Figure 5.. The C-terminus of EFR3A mediates plasma membrane recruitment of PI4KA

A. Cartoon depicting the quantitative BRET-based PI4KA recruitment assay. Briefly, the PM-anchored BRET acceptor (L10-mVenus) will only be near the nLuc-tagged PI4KA BRET-donor, and thereby efficiently increase the relative BRET signal, if co-assembled with the requisite molecular partners for PM targeting.
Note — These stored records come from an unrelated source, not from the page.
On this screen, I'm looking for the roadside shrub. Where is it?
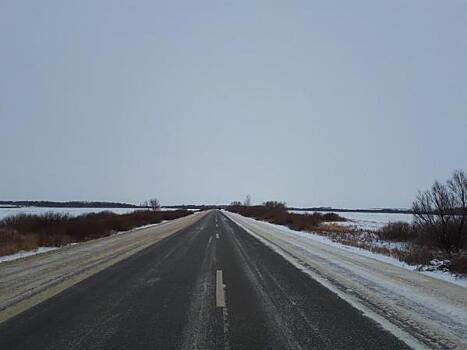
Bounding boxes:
[227,202,346,231]
[399,245,435,265]
[0,210,191,256]
[377,222,415,242]
[323,213,347,221]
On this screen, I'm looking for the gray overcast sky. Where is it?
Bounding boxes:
[0,0,467,207]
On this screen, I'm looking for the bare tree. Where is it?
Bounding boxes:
[263,201,287,209]
[412,170,467,253]
[149,198,161,210]
[243,194,251,207]
[447,170,467,248]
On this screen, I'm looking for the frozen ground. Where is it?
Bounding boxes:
[0,247,58,263]
[290,210,413,231]
[0,213,204,322]
[0,207,146,220]
[226,213,467,349]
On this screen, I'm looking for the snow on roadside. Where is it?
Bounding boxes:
[225,212,467,349]
[0,247,59,263]
[0,220,170,263]
[251,212,467,288]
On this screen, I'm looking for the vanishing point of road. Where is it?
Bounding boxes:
[0,211,407,350]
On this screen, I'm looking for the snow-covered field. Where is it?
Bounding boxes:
[225,212,467,349]
[0,207,148,220]
[290,210,413,231]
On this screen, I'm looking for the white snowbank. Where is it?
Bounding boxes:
[226,213,467,348]
[0,247,58,263]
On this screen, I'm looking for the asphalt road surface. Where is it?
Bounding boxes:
[0,211,407,350]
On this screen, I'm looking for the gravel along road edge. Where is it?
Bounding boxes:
[0,212,206,323]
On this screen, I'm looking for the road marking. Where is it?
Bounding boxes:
[216,270,225,307]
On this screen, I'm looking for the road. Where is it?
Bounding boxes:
[0,211,407,350]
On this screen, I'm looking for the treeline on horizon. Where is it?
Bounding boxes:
[0,201,142,208]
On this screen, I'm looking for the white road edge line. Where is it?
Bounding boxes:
[216,270,225,307]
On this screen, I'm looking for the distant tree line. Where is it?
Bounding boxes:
[0,201,140,208]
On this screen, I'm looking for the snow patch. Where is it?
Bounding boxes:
[0,247,58,263]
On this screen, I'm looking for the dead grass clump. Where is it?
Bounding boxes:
[228,205,346,231]
[0,210,191,256]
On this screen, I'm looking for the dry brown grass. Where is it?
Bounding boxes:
[0,210,191,256]
[228,206,346,231]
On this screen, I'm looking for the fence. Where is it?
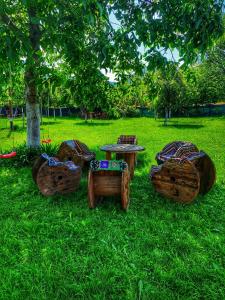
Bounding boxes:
[0,103,225,117]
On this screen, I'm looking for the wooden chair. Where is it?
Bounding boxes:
[57,140,95,168]
[88,160,130,210]
[32,154,81,196]
[116,135,138,162]
[150,145,216,203]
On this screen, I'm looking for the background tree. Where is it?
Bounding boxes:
[0,0,223,147]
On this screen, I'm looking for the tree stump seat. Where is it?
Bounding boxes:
[88,160,130,210]
[57,140,95,168]
[32,154,81,196]
[156,141,199,164]
[116,135,138,162]
[150,144,216,203]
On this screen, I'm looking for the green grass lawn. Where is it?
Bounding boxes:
[0,118,225,300]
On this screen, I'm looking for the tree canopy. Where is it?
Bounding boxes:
[0,0,223,147]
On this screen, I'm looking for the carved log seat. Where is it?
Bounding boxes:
[116,135,138,162]
[57,140,95,168]
[32,154,81,196]
[156,141,199,165]
[150,144,216,203]
[88,160,130,210]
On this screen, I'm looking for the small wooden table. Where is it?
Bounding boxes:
[100,144,145,179]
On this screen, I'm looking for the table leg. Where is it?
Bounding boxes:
[125,153,135,179]
[105,151,112,160]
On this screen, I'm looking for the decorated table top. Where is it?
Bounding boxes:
[100,144,145,153]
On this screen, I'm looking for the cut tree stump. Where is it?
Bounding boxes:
[36,161,81,196]
[150,159,200,203]
[32,154,81,196]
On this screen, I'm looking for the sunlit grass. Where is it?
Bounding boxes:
[0,118,225,299]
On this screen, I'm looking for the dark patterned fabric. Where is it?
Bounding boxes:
[42,153,79,171]
[65,140,95,161]
[90,160,128,172]
[117,135,137,145]
[156,141,198,163]
[150,165,162,178]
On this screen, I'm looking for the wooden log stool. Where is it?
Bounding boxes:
[116,135,138,162]
[150,144,216,203]
[32,154,81,196]
[156,141,199,165]
[57,140,95,168]
[88,160,130,210]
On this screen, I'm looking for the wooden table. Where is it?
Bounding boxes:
[100,144,145,179]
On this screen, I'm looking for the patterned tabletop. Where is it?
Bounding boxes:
[100,144,145,153]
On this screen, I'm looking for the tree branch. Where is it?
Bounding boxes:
[0,13,30,51]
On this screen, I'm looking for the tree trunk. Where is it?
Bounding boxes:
[25,4,41,148]
[26,101,40,148]
[164,108,169,126]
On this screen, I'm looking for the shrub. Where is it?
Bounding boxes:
[0,144,58,168]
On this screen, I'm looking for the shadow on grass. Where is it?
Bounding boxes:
[41,120,62,126]
[74,121,112,126]
[159,124,205,129]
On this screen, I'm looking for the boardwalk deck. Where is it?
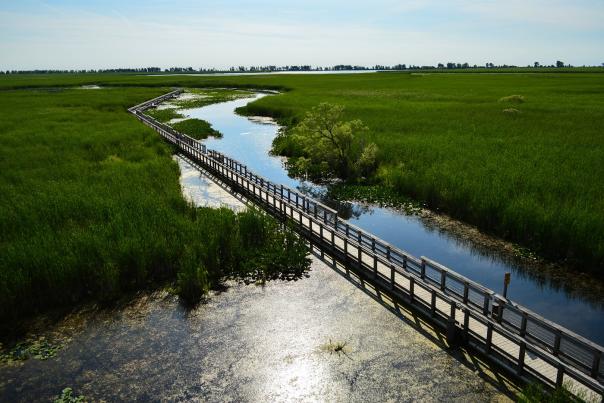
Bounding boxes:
[129,91,604,400]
B. Normalized BRET signal measured from HEK293A cell populations (~0.75 × 10⁵ cells/well) expressing a fixed amount of the PM-PI4KA^BRET biosensor (L10-mVenus-tPT2A-NLuc-PI4KA; 500 ng/well) together with increasing amounts (100, 500, or 1000 ng/well) of constructs consisting of either an empty vector (black), wild-type control (red; EFR3B-P2A-TTC7B-T2A-FAM126A), or the indicated mutants of the PI4KA complex components (blue, EFR3B Δc-term(1–716)-P2A-TTC7B-T2A-FAM126A; green, EFR3B^L726A,F751A-P2A-TTC7B-T2A-FAM126A; grey, EFR3B-P2A-TTC7B^A702R-T2A-FAM126A; and, magenta, EFR3B-P2A-TTC7B-T2A-FAM126A^A103R). For all treatments, BRET values were normalized relative to an internal basal BRET control (PM-PI4KA^BRET biosensor expressed without the empty vector or EFR3B-P2A-TTC7B-T2A-FAM126A plasmid added) and are presented as the summary of triplicate wells measured for each treatment condition in three independent biological replicates (n = 3, with normalized signals from 9 total wells averaged). Normalized BRET signals were then expressed and graphed as fold-increases relative to the 100 ng/well pcDNA3.1 control. C. Representative confocal images of live HEK293A cells co-expressing a fixed amount (250 ng) of EGFP-PI4KA (greyscale) together with the indicated constructs (500 ng/each). The sequence and colour-coding of the experimental treatments are matched with the BRET measurements in (B).